そのうちに彼女はとある魔法流派に協力するようになった。蓮杖として正式な協力だった。その中で、その流派が日本にやってきた。そして、――君の巻き込まれた七年前の事件に蓮杖清香は関わっていたんだ」
啓太は息を飲んだ。
「あの事件は、蓮杖の協力していた流派が行った世界軸作成の暴走で起こった。そして、清香は世界軸の暴走に巻き込まれた。その流派はその特殊さゆえに、碌な断罪も受けず、ただ、彼らとその協力者たちの多くは多大な精神汚染を受けた。蓮杖清香も、一時期は持ち直したと思われた。けれど、そうじゃなかった。
――それ以上は知らない。だから、本当に、詳しくは知らない」
だから、二人しか日本に来ることが出来なかった。日本の魔法や魔術を行う流派は皆、協会全体に対して敵意を持っている。
「それでペンダントを」
「もしかしたら、君と彼女はあったかもしれない。君を救ったものというのは、彼女かもしれない」リカードは力なく首を振った。
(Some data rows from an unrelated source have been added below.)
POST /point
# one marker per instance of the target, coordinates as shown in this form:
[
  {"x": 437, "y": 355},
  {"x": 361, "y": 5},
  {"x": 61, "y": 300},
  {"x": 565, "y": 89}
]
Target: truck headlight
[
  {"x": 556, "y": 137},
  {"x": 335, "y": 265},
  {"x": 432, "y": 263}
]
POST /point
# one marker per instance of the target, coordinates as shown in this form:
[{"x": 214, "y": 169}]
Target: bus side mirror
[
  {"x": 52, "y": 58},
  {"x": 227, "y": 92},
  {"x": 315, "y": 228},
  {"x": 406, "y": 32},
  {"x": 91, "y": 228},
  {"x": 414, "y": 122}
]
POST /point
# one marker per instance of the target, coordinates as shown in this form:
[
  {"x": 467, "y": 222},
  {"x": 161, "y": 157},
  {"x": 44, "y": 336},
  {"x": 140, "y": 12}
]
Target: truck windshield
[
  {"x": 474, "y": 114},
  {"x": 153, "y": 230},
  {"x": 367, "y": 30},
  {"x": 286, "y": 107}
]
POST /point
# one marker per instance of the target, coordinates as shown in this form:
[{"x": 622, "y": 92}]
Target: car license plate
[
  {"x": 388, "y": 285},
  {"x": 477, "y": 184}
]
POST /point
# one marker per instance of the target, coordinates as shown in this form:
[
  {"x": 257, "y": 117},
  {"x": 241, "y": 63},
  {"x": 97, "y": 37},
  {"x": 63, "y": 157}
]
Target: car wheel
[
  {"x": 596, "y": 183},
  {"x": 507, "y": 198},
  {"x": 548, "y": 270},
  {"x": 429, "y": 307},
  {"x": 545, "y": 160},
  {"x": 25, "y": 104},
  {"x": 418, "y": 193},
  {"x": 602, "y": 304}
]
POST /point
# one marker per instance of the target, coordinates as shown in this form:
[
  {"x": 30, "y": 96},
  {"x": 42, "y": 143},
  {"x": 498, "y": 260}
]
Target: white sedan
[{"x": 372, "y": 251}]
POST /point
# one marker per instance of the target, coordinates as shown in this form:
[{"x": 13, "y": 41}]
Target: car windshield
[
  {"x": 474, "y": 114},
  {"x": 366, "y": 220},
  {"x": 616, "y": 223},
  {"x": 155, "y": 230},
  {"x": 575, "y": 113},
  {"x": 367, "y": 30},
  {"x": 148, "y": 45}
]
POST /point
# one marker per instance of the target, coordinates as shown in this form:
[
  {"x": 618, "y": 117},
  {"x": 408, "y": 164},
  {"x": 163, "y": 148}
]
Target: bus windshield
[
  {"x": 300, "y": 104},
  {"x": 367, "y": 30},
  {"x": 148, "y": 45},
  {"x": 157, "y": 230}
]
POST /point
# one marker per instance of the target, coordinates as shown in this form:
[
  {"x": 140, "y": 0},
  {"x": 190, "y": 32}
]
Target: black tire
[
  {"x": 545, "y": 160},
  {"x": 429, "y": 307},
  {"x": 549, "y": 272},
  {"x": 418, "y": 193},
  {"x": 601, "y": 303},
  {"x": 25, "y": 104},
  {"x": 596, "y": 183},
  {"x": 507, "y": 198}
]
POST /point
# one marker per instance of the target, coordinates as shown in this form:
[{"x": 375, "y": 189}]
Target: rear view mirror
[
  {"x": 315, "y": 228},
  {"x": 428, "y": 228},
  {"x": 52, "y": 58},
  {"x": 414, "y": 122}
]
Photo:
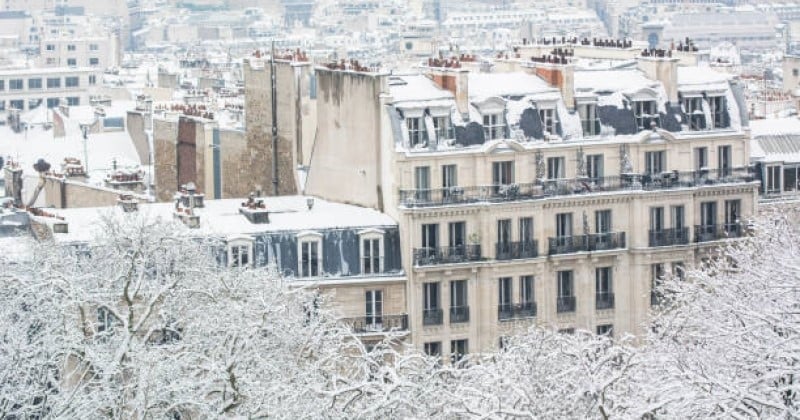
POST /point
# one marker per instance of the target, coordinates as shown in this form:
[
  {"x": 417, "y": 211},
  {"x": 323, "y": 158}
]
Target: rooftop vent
[{"x": 254, "y": 210}]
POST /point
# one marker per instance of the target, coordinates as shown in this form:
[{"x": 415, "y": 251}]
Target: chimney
[
  {"x": 665, "y": 70},
  {"x": 455, "y": 79},
  {"x": 558, "y": 75}
]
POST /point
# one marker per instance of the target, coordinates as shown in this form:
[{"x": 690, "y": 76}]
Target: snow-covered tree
[{"x": 726, "y": 342}]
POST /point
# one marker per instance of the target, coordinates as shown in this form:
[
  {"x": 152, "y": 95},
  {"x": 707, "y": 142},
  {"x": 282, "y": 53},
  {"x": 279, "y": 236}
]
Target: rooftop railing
[{"x": 499, "y": 193}]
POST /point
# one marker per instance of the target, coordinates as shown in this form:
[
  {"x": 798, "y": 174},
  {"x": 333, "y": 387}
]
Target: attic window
[{"x": 646, "y": 113}]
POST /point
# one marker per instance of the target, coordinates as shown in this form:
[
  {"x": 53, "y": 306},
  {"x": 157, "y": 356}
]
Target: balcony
[
  {"x": 565, "y": 304},
  {"x": 706, "y": 233},
  {"x": 604, "y": 301},
  {"x": 516, "y": 250},
  {"x": 377, "y": 324},
  {"x": 432, "y": 316},
  {"x": 669, "y": 237},
  {"x": 447, "y": 255},
  {"x": 591, "y": 242},
  {"x": 572, "y": 186},
  {"x": 510, "y": 311},
  {"x": 459, "y": 314}
]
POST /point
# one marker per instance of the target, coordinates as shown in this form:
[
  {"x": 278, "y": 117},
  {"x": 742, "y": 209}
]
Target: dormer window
[
  {"x": 240, "y": 252},
  {"x": 548, "y": 117},
  {"x": 646, "y": 113},
  {"x": 416, "y": 131},
  {"x": 372, "y": 254},
  {"x": 589, "y": 121},
  {"x": 493, "y": 126},
  {"x": 444, "y": 131},
  {"x": 717, "y": 108},
  {"x": 693, "y": 109},
  {"x": 310, "y": 252}
]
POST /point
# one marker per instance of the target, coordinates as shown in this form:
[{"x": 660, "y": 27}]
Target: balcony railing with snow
[{"x": 499, "y": 193}]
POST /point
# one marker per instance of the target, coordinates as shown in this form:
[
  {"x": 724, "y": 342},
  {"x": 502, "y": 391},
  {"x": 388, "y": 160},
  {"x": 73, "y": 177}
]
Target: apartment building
[
  {"x": 556, "y": 192},
  {"x": 27, "y": 89}
]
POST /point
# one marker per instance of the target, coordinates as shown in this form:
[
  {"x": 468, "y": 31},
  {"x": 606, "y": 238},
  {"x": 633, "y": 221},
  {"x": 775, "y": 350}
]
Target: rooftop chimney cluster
[
  {"x": 594, "y": 42},
  {"x": 352, "y": 65},
  {"x": 656, "y": 52}
]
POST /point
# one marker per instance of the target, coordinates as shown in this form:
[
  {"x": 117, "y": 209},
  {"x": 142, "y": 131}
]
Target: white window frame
[
  {"x": 370, "y": 235},
  {"x": 309, "y": 237},
  {"x": 240, "y": 242}
]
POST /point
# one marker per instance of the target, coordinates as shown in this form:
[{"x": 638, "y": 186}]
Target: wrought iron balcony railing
[
  {"x": 447, "y": 255},
  {"x": 516, "y": 250},
  {"x": 459, "y": 314},
  {"x": 432, "y": 316},
  {"x": 377, "y": 323},
  {"x": 572, "y": 186},
  {"x": 510, "y": 311},
  {"x": 565, "y": 304},
  {"x": 669, "y": 237},
  {"x": 604, "y": 300},
  {"x": 705, "y": 233},
  {"x": 591, "y": 242}
]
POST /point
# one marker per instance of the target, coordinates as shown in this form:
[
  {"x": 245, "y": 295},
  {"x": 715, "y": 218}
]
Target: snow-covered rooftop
[{"x": 222, "y": 217}]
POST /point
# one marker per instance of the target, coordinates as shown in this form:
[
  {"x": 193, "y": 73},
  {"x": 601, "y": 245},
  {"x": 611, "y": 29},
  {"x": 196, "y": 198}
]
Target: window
[
  {"x": 374, "y": 308},
  {"x": 677, "y": 217},
  {"x": 416, "y": 131},
  {"x": 700, "y": 158},
  {"x": 548, "y": 117},
  {"x": 310, "y": 256},
  {"x": 526, "y": 231},
  {"x": 371, "y": 253},
  {"x": 459, "y": 307},
  {"x": 422, "y": 182},
  {"x": 458, "y": 349},
  {"x": 654, "y": 162},
  {"x": 724, "y": 157},
  {"x": 526, "y": 290},
  {"x": 502, "y": 174},
  {"x": 693, "y": 110},
  {"x": 555, "y": 168},
  {"x": 708, "y": 213},
  {"x": 717, "y": 105},
  {"x": 605, "y": 329},
  {"x": 493, "y": 126},
  {"x": 594, "y": 168},
  {"x": 773, "y": 179},
  {"x": 589, "y": 121},
  {"x": 441, "y": 125},
  {"x": 433, "y": 348},
  {"x": 602, "y": 221},
  {"x": 565, "y": 301},
  {"x": 646, "y": 114},
  {"x": 563, "y": 225},
  {"x": 604, "y": 289}
]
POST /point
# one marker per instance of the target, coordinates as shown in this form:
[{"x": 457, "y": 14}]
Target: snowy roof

「でも、それなら、何故彼女が今君を使って世界軸を作ろうとしているかわからない。いや、君を救うことで、本来死ぬはずだった未来を覆し、君を触媒として使うための下地にした――?」リカードの言葉に首を振る。
「どちらにしても……結局彼女に聞くしかないわけだ。真実は」
そういって啓太は目を細めた。
「……彼女の願いって」
「そうだな、多分ちなみの母のものだろう。蓮杖である彼女に意志はあれど、全て統合された存在だ。彼女自身の意志は蓮杖のもの。蓮杖が望まぬ今の事態は多分ちなみの母の意識がもたらしたものだ。彼女は地震の魔眼を嫌っていた。だから、多分、自身の魔眼と、ちなみの魔眼をなくそうと――」
「私のことはどうでもいいですッ」
「ちなみ……」
「来栖さん……」
横になっていたちなみは半身を持ち上げ、上げた顔は青ざめている。髪が乱れ、口元にかかり、眉はゆがめられていた。
「逃げてください、お願いです、貴方には死んで欲しくない。ごめんなさい、沢山、嘘ついたけどッ」
ごほごほとせき込む。持ち上げた身体を支えるようにかがんだリカードを押しのけ、ソファーに身体を預け、それでも言葉を絞り出す。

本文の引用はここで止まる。